Dr. James Byatt
University of St Andrews


Date:        June 4, 2014 (Wednesday)
Time:        11:00 am
Venue:     Seminar Room (Rm. 745, Run Run Shaw Tower),

                 Centennial Campus, HKU

*All are welcome. No registration is required.



“America’s a civilized country. More or less.”
(Diamonds are Forever, p. 24)

James Bond, one of the most globally recognisable characters in the history of literature, was the product of a nation emerging victorious from its second major conflict in little more than a quarter of a century. In theory, Britain should have been a country comfortable in its identity, with another successful defence of its borders to its credit. Yet the late intervention of America in the Second World War, and particularly its game-changing acts of closure in August 1945, brought about a dramatic, if not wholly unexpected, shift in the global power dynamic, situating the US as the dominant force of the post-war era. As an antidote to the anticlimactic aftermath of the war, Ian Fleming created a character intended to perpetuate what James Chapman has termed a “nationalist fantasy”, one who stood resistant to the changes taking place on the world stage by continuing to represent Britain as the leading enforcer of military decency, moral values and good taste. From the outset, the Anglo-American relationship was, perhaps inevitably, very much a key theme in Fleming’s novels.

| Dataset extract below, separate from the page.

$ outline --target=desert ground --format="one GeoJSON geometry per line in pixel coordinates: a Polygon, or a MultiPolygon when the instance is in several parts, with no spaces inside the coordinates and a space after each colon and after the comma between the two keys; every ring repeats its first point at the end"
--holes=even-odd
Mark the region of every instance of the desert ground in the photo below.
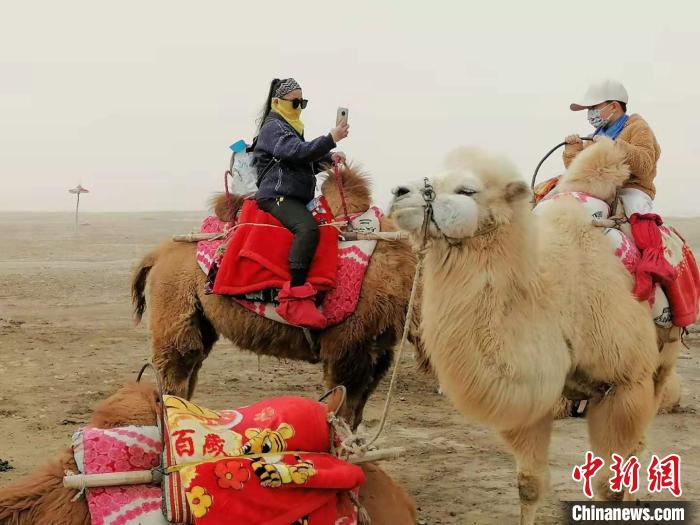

From Casino Royale, the debut work from 1953, in which Bond is assisted by the affable, resource-rich, but conspicuously subordinate CIA operative Felix Leiter, through Live and Let Die, which in part pits 007 against an African-American community, to Diamonds are Forever, which draws on stereotypes of the Chicago gangster and the Western gunslinger for its villains, Fleming found ways to criticise American culture while simultaneously exploiting its commercial potential. Borrowing liberally from the transatlantic noir tradition, Diamonds are Forever prompted Raymond Chandler to comment that “[t]he scene is almost entirely American, and it rings true to an American. I am unaware of any other writer who has accomplished this”, highlighting Fleming’s intimate awareness not only of the landscape of the US, but also of its character. This talk will look back over some of Fleming’s transatlantic set-pieces, with a view to evaluating his vision of the “special relationship”, a vision which is steeped in ambiguity and paradox, demonstrating at once both his reverence and his disdain toward the new global superpower.